Every Chinese person we talked to about our train trips told us, even if we only had two or three words in common between their English and our Chinese, that the food on the trains was “not good” and “price high.” So, like every other Chinese passenger we boarded the train with bags of food. In our case, oreo cookies (easy to find in China) and popcorn tub sized containers of instant noodle soup. We survived on this combination for breakfast, lunch, and dinner.
Just before we left China we donated several tubs of noodles to fellow travelers at a youth hostel in Beijing. It will be awhile before instant noodles are appealing again.
With only a few exceptions, every town we traveled through was surrounded by a ring of under construction apartment blocks. Mile after mile of multistory cinder and brick buildings, some complete but most between 25 and 80% finished. We would awaken in the morning, open the curtains and there they would be. The hollow dark holes that would (maybe) someday be apartments looking down on the passing train.
Operation “Opera No No”
As I was hauling our suitcases up to the overhead rack and the boys and Aleix were discussing bunk assignments, we were hit with a blast of militaristic Chinese music from a scratchy speaker above the window. As we settled in and waited for the train to get underway the music continued. We couldn’t understand it but the tone certainly sounded like the singer was encouraging us to be energetic and strong in pursuit of something. The sound was so scratchy that honestly I think even a fluent Chinese speaker would have had a tough time understanding the words.

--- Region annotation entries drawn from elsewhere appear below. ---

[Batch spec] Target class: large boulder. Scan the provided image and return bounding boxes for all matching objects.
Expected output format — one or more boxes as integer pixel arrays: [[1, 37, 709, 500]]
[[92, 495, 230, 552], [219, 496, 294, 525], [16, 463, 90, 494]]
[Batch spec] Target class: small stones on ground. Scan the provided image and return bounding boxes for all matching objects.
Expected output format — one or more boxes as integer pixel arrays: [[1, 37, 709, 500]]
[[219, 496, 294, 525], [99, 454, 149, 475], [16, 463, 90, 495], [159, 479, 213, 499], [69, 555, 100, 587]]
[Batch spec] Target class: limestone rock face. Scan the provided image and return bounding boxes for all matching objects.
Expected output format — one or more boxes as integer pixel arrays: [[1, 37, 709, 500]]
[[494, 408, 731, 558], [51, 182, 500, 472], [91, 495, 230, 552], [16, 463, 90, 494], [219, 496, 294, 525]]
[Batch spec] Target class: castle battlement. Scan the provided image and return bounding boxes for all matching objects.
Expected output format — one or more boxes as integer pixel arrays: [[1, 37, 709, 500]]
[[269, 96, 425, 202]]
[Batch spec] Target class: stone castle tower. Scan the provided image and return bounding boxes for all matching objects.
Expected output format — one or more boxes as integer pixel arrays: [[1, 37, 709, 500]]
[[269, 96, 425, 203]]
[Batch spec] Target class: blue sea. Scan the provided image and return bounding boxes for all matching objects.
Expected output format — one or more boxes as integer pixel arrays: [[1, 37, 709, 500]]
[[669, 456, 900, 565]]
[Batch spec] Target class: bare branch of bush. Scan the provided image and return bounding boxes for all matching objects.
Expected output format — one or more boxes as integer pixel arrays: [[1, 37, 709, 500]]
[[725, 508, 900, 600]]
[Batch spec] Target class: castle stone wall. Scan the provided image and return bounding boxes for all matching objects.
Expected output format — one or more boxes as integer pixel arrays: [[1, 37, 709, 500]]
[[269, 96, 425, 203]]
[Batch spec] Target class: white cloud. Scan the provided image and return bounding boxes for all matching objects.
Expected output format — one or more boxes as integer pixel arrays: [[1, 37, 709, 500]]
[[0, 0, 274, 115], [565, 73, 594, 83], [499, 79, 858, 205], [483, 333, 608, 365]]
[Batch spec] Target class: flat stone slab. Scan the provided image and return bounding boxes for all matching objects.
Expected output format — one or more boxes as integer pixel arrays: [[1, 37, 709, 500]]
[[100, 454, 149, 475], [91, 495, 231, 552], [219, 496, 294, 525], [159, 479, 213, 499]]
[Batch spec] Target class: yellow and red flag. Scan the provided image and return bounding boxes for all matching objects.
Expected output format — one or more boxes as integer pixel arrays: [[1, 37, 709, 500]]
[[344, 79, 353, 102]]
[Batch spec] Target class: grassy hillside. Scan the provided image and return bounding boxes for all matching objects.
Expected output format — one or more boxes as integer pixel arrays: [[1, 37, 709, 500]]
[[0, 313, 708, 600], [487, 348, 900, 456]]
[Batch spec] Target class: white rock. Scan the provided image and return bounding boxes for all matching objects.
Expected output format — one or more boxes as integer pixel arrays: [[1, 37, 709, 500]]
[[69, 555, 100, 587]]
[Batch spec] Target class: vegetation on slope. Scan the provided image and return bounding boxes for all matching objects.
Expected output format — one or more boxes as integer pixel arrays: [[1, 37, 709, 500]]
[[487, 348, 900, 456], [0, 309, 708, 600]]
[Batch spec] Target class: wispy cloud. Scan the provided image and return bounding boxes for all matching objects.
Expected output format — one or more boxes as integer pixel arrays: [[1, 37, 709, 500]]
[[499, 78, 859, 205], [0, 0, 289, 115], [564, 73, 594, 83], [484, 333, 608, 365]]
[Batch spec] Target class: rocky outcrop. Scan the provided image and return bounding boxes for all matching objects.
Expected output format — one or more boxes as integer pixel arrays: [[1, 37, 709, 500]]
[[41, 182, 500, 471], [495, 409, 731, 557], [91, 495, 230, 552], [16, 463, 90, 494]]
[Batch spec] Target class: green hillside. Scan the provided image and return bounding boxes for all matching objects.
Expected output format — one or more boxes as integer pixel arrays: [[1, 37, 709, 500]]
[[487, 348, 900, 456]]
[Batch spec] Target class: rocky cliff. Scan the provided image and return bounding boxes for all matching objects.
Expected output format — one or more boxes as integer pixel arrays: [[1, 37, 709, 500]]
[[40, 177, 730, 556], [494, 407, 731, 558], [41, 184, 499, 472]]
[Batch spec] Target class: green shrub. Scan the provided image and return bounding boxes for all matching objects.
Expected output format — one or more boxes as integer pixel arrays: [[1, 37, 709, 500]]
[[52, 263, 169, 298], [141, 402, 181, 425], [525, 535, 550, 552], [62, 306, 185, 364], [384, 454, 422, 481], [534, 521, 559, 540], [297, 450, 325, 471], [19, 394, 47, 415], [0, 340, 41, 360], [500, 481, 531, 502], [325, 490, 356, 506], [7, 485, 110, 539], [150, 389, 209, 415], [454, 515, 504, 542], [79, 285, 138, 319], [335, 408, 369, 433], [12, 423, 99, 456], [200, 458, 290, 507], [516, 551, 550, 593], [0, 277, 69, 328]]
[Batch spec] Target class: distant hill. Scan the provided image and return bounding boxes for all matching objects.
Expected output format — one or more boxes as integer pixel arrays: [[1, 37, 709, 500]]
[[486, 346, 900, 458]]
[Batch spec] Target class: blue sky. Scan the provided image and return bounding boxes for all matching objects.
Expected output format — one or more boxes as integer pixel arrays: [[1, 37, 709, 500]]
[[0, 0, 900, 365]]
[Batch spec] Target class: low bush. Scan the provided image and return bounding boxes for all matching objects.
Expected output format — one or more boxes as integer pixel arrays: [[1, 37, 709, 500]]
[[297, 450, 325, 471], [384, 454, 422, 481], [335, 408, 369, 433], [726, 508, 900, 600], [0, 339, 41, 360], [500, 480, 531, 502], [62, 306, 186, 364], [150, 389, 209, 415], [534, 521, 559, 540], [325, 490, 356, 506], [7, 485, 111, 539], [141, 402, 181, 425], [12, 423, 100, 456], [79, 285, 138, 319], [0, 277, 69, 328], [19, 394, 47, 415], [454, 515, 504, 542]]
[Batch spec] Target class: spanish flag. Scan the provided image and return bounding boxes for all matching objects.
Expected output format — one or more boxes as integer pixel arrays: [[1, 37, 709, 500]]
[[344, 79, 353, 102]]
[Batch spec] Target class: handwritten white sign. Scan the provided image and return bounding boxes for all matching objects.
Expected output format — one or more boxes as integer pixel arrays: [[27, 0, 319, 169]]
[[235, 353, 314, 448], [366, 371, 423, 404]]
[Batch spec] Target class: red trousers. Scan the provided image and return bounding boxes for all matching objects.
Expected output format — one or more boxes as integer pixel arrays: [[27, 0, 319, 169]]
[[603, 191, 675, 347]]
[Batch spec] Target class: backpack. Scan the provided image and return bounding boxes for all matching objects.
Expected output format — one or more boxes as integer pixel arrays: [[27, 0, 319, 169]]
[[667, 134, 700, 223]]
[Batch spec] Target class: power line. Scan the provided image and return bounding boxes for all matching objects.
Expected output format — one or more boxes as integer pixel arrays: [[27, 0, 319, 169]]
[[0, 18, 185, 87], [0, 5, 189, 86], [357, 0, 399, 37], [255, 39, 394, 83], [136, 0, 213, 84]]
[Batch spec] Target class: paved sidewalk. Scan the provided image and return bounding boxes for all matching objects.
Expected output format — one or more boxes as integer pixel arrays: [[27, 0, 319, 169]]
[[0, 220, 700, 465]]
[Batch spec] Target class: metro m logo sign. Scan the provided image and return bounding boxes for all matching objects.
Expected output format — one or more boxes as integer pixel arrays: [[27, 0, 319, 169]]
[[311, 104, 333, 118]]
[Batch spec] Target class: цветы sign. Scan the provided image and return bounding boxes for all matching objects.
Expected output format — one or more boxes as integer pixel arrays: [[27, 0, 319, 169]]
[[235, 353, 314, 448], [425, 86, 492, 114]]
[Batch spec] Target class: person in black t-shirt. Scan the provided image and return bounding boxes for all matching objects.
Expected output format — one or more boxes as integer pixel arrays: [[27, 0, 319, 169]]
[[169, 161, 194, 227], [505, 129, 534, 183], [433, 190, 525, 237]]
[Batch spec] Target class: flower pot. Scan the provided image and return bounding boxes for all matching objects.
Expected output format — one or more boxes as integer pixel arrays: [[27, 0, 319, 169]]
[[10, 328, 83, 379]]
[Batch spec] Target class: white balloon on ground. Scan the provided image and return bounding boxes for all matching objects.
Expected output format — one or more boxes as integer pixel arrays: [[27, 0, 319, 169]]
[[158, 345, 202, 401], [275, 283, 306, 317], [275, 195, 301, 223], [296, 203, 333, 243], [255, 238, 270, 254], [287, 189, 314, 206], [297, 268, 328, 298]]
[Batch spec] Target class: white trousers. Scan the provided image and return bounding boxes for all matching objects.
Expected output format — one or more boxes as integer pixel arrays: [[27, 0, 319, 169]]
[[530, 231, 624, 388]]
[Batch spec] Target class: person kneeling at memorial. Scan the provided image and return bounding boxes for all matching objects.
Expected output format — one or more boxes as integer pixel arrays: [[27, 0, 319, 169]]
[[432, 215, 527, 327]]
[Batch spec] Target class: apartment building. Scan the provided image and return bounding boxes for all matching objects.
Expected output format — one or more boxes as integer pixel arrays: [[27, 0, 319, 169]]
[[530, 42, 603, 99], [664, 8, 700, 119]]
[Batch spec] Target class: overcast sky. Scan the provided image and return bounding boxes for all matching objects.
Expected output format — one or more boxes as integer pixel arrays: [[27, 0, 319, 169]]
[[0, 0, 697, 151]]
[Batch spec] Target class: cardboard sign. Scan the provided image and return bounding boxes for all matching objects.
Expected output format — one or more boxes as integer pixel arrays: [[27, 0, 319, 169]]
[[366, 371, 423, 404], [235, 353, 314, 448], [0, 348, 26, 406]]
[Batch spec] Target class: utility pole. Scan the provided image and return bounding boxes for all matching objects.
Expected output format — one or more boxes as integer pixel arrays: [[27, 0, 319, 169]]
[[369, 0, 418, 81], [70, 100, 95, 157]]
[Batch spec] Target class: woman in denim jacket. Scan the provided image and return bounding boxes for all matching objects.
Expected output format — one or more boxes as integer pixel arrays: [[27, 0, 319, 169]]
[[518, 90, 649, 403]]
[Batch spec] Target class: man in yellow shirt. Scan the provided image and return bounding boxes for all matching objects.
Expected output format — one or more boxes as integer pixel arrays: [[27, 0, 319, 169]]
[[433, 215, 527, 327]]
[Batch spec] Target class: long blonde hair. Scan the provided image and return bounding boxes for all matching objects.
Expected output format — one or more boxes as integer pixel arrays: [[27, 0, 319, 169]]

This was about 7:00pm and you could see on everyone’s faces the growing concern that the music would be with us for the entirety of the 26-hour trip. Colin found the volume control and with a smile quickly turned it down to “zero.” Sadly, the knob just kept turning, after six or eight revolutions even Colin, often our optimist in these situations, had to admit it was having no effect.
Another five minutes passed and our hope that the train getting underway would stop the music hadn’t come to pass.
“Ok,” I said, “remember that cool leatherman tool we bought with the screwdriver that is TSA approved? And, that I debated buying because we probably wouldn’t use it. This is its moment. Colin, close the door, all of you face the door and get ready to stall if the conductor tries to open it.”
I dug around in the backpack and emerged with the tool.
As I climbed up onto the upper bunk and positioned myself to unscrew the offending speaker, Colin coined a phrase that has become our touchstone when we are somewhere loud. He cheered, “Operation Opera No No is underway!”
It took a fair bit of effort to unscrew the speaker cover with dust and grim falling on the lower bunks and across the table. At one point we heard the conductor moving down the corridor. I scrambled to put the partially unscrewed cover back in place. For those of you who are old enough, the whole scene had its comedic qualities reminded me of the frequent scenes in the TV show “Hogan’s Heroes” where Hogan and his crew would move quickly to block Sergeant Shultz from seeing the hidden trap door.
The conductor passed by and I went back to work. Inside was a half dozen wires but I was able to locate the poorly taped connection that was causing the static, and with a gentle tug, silenced the speaker. I screwed the cover back on and we enjoyed silence for the remaining 25 hours. Well, actually that isn’t quite true as every 20 or 30 minutes until late in the evening and starting again at 6:00 am the next morning a vendor would come down the aisle offering snacks, drinks, or trinkets at high enough volume to penetrate the compartment walls and doors.